Acudí en su ayuda y Kata explotó:
—¡Sal de mi habitación!
¡Lo rugió con tanta rabia! Sólo una vez había sido tan agresiva conmigo. Estando en el hospital, un día se me saltaron las lágrimas mientras me contaba los terribles dolores que sufría. Mi llanto la enfureció mucho, y también me gritó que me largara.
Los ojos de Kata brillaban igual que aquel día en el hospital. Era aquella mezcla de rabia y dolor físico. La cosa estaba definitivamente clara.
Me sentí mal. Me temblaba todo el cuerpo. En parte, por furia hacia Dios. Pero en gran medida temblaba de miedo por mi hermana. No quería volver a verla sufrir. ¡Nunca más!
Y, si Dios no quería salvarla de esa enfermedad, ¡le tocaba hacerlo a su hijito!

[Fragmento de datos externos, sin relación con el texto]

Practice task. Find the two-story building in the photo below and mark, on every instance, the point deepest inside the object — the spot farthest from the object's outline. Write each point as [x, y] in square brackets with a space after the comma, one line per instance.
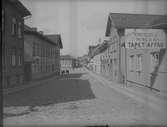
[67, 62]
[42, 55]
[13, 14]
[140, 48]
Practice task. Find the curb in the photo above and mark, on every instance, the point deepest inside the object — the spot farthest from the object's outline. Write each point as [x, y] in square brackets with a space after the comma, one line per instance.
[152, 101]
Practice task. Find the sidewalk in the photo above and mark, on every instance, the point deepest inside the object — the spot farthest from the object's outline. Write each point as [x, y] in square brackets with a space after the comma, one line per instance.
[32, 83]
[141, 94]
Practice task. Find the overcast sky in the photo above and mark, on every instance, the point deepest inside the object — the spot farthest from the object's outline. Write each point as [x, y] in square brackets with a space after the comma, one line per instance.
[82, 22]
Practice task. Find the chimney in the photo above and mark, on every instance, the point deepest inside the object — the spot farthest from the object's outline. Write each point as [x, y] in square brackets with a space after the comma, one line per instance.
[34, 29]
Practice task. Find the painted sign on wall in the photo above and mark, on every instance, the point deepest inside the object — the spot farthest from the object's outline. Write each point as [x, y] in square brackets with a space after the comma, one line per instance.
[145, 39]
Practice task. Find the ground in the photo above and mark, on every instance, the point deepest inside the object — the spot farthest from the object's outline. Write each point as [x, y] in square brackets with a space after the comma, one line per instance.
[80, 98]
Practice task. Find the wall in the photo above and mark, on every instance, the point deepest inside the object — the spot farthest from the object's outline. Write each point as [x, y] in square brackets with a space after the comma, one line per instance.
[12, 75]
[153, 71]
[46, 60]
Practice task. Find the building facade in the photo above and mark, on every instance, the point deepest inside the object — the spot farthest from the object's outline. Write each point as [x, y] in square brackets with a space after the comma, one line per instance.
[13, 14]
[67, 62]
[42, 55]
[137, 65]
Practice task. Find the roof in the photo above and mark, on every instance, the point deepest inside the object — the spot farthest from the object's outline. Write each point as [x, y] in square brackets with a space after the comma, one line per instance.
[22, 9]
[125, 20]
[100, 48]
[66, 57]
[29, 30]
[55, 38]
[160, 22]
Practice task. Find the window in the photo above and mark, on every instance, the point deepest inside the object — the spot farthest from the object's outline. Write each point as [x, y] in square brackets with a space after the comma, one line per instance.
[13, 57]
[131, 63]
[3, 19]
[33, 49]
[139, 63]
[37, 49]
[19, 30]
[154, 60]
[14, 26]
[19, 60]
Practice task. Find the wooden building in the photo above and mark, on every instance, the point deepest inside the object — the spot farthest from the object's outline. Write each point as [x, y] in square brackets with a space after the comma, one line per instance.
[13, 14]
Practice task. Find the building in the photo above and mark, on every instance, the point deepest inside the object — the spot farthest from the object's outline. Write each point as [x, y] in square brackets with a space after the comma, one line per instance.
[57, 39]
[67, 62]
[138, 64]
[42, 54]
[13, 14]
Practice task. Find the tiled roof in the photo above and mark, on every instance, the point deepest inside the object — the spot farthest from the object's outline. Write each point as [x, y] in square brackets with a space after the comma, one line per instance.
[124, 20]
[22, 9]
[55, 38]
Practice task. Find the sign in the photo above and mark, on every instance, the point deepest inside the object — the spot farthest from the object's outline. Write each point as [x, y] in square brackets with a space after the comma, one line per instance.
[145, 39]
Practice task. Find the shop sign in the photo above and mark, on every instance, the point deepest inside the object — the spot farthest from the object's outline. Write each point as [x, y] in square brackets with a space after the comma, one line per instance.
[145, 39]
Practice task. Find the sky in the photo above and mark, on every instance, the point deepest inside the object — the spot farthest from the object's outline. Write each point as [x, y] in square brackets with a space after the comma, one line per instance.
[83, 22]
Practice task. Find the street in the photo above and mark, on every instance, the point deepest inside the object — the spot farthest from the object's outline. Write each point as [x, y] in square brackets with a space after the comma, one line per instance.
[77, 98]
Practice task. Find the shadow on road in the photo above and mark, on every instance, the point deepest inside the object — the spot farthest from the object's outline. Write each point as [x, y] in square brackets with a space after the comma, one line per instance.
[72, 75]
[52, 92]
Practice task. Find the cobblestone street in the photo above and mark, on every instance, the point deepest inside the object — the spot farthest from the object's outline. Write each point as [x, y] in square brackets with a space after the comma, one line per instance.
[78, 98]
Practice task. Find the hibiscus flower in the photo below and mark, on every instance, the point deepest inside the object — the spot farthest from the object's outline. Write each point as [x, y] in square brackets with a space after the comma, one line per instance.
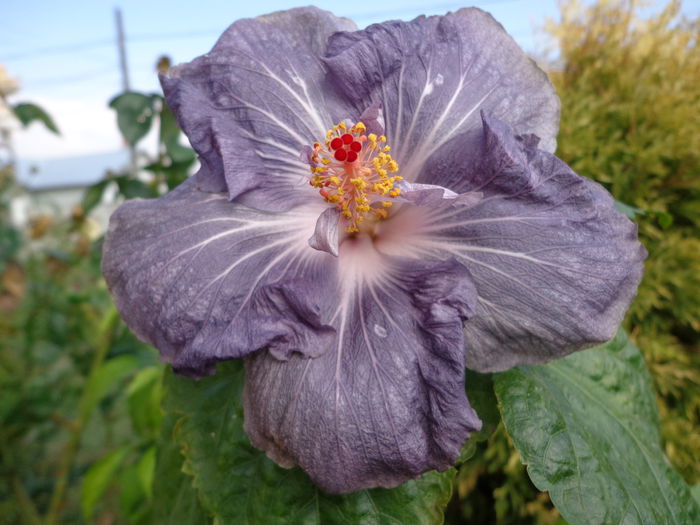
[375, 210]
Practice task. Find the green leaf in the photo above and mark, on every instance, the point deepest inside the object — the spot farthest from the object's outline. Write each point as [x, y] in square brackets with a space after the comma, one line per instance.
[147, 470]
[482, 398]
[132, 188]
[588, 429]
[106, 377]
[629, 211]
[28, 113]
[175, 500]
[93, 196]
[98, 478]
[143, 398]
[238, 484]
[134, 114]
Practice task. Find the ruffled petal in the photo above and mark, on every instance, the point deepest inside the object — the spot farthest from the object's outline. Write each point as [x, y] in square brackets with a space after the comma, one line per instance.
[326, 235]
[203, 279]
[555, 265]
[433, 75]
[386, 402]
[252, 103]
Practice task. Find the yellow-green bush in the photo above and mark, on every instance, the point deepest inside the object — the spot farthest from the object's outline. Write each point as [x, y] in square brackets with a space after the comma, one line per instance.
[630, 91]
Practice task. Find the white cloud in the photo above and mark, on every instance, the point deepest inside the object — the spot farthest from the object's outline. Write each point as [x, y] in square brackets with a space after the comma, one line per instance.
[87, 126]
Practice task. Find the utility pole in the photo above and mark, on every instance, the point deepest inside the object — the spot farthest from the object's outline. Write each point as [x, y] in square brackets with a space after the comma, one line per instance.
[121, 47]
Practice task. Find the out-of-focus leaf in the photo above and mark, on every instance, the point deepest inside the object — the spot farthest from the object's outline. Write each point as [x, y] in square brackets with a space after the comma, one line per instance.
[147, 470]
[10, 242]
[482, 398]
[588, 429]
[93, 196]
[27, 113]
[629, 211]
[98, 478]
[238, 484]
[175, 500]
[170, 137]
[133, 501]
[134, 114]
[144, 396]
[132, 188]
[107, 376]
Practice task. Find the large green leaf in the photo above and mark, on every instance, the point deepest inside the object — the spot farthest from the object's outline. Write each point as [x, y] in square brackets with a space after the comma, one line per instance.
[587, 427]
[98, 478]
[238, 484]
[175, 501]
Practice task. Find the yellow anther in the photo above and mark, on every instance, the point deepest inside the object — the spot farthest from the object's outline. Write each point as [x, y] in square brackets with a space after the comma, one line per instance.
[357, 187]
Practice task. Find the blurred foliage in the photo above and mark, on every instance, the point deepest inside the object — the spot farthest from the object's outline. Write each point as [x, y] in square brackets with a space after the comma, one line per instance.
[629, 85]
[80, 397]
[80, 417]
[74, 384]
[148, 176]
[630, 92]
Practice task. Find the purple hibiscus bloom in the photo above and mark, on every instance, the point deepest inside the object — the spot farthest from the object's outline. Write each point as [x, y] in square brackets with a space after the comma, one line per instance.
[375, 210]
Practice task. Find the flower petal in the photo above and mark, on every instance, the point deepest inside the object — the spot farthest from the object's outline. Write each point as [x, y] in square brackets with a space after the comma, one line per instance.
[555, 265]
[327, 232]
[203, 279]
[433, 75]
[252, 103]
[387, 402]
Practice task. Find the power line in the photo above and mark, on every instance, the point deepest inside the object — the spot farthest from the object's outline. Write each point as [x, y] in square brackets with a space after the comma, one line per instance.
[92, 44]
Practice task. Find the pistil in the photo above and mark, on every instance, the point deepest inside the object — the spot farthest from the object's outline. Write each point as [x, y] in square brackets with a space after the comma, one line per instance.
[351, 170]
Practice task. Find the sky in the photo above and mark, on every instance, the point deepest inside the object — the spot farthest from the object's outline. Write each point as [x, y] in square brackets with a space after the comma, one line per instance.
[65, 53]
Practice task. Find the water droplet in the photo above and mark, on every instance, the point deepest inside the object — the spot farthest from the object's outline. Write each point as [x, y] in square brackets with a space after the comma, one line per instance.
[380, 330]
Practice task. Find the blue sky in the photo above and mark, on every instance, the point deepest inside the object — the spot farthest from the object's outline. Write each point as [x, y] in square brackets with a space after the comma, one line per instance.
[65, 54]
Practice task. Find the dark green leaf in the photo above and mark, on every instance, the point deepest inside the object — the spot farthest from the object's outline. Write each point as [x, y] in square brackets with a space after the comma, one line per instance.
[98, 478]
[132, 188]
[588, 429]
[134, 115]
[482, 399]
[629, 211]
[238, 484]
[143, 397]
[106, 377]
[10, 243]
[93, 196]
[28, 113]
[146, 470]
[175, 500]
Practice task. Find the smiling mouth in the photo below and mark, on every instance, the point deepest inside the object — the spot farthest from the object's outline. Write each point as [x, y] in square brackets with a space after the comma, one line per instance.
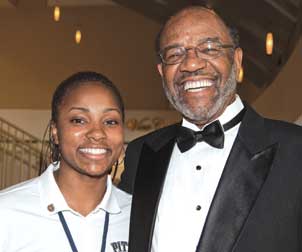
[93, 151]
[196, 86]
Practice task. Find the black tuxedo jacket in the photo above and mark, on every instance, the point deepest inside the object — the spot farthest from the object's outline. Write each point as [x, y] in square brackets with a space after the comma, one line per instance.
[257, 205]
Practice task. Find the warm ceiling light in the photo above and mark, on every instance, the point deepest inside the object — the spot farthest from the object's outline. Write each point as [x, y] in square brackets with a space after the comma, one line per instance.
[269, 43]
[78, 36]
[56, 13]
[240, 75]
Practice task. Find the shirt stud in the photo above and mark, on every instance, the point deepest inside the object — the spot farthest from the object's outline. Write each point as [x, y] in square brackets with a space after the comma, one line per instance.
[50, 207]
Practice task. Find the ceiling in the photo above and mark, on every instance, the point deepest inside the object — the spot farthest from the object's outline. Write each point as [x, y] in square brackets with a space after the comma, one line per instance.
[253, 19]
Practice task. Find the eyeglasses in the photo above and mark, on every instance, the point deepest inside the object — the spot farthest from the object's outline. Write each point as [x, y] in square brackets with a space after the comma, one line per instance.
[207, 50]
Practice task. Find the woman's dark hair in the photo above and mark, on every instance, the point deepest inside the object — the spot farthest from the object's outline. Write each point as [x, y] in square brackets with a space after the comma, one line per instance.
[79, 79]
[52, 152]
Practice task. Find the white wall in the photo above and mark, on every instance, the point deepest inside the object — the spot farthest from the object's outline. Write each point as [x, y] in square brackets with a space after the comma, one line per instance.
[137, 123]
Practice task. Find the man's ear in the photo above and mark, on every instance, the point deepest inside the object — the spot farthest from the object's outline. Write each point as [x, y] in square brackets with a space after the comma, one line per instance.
[54, 133]
[238, 55]
[160, 69]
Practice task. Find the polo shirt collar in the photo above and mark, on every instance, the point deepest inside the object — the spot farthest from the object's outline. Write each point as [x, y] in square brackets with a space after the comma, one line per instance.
[53, 201]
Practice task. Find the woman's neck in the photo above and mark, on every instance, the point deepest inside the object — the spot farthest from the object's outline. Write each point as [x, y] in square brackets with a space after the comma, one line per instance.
[82, 193]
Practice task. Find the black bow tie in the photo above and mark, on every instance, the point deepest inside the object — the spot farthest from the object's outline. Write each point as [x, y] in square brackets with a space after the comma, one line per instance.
[213, 134]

Tan deprisa como pude, corrí a la casa parroquial y llamé. Gabriel abrió la puerta, me miró… y me cerró la puerta en las narices. Volví a llamar, Gabriel abrió de nuevo, puse un pie en el quicio, y volvió a cerrar de un portazo. Grité de dolor, brinqué a la pata coja maldiciendo, llamé otra vez, esperé en vano que volviera a abrirse la puerta, me agaché hasta la ranura del buzón y grité por ella:
—¡Me ha dicho que era Jesús!
Dos décimas de segundo más tarde, Gabriel volvía a abrirme la puerta.
—¿Dónde está Jesús? —pregunté.
El carpintero tenía que curar a mi hermana, por lo tanto, para mí ya no era Joshua, sino Jesús, el Hijo de Dios.
—A ti qué te importa —replicó Gabriel con aspereza.